Tacizi hiçbir yerde aklayamaz o firma. Ondan sonra tabii o firma bağımsız mıdır, değil midir? Onu bilemem, takip edebilecek durumda değilim. Ama bir netice çıktıktan sonra herhalde bunu takip edenler o araştırmanın uluslararası kabullere uygun olup olmadığını onu yapabilecek başkaları vardır.

Dünya Uygur Kurultayı kurucusu Enver Can: "Dolkun İsa yüzünden davamız ve teşkilatımız büyük zarara uğradı" - Resim : 5

TACİZE UĞRAYANLARA ÇAĞRI: "ÇIK ORTAYA, KAHRAMAN OL"

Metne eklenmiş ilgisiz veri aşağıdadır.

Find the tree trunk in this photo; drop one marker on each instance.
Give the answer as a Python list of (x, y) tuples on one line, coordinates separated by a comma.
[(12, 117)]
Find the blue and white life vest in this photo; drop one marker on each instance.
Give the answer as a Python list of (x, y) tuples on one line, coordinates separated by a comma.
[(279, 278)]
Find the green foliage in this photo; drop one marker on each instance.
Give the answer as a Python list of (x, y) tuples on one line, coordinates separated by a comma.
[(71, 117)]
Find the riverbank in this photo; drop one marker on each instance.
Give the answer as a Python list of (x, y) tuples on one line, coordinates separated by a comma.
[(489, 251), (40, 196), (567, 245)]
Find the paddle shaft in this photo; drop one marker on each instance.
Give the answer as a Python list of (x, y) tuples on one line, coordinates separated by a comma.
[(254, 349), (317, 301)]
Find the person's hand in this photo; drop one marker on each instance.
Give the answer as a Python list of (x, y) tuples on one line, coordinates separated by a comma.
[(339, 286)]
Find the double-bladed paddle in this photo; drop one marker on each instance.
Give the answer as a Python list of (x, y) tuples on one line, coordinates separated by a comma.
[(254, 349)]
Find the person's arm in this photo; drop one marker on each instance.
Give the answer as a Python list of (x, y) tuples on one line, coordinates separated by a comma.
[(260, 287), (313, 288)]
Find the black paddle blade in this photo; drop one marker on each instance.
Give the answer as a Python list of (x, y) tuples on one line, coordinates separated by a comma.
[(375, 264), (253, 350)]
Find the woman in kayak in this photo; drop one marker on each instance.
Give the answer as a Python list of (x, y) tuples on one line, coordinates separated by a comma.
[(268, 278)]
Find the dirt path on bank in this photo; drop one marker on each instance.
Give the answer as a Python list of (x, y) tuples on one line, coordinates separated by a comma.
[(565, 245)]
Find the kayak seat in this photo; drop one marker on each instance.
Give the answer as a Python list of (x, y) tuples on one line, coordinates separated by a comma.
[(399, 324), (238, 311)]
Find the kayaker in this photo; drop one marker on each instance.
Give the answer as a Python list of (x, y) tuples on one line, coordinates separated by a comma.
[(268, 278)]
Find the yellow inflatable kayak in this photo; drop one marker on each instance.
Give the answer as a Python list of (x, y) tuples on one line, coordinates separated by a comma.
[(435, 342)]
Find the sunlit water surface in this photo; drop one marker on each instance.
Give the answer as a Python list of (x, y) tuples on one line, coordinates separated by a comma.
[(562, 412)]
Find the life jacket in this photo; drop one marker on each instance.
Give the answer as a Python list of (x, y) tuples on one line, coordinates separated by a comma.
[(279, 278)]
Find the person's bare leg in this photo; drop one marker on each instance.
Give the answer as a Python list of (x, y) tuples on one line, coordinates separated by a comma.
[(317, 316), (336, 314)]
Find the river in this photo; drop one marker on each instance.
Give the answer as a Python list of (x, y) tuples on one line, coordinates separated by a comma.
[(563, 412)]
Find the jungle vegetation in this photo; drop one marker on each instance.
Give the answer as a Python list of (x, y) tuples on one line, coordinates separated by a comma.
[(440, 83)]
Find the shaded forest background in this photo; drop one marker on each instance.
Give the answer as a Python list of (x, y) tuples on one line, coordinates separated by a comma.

Dolgun İsa'yla ilgili benzeri taciz olayları yaşadığını söyleyen başka bir kadın da sosyal medya üzerinden bana ulaştı. Size ulaşan şeyler oldu mu?

Duyuyoruz biz de sosyal medyadan. Yani iş bu duruma kadar gelmişken, sen böyle bir şey yaşamışsın, çık kardeşim ortaya. Biraz önce dedik ya, medeni cesaret. Çık ortaya, kahraman ol. Ki bundan sonra senin gibi, başka insanlar da yaşamasın.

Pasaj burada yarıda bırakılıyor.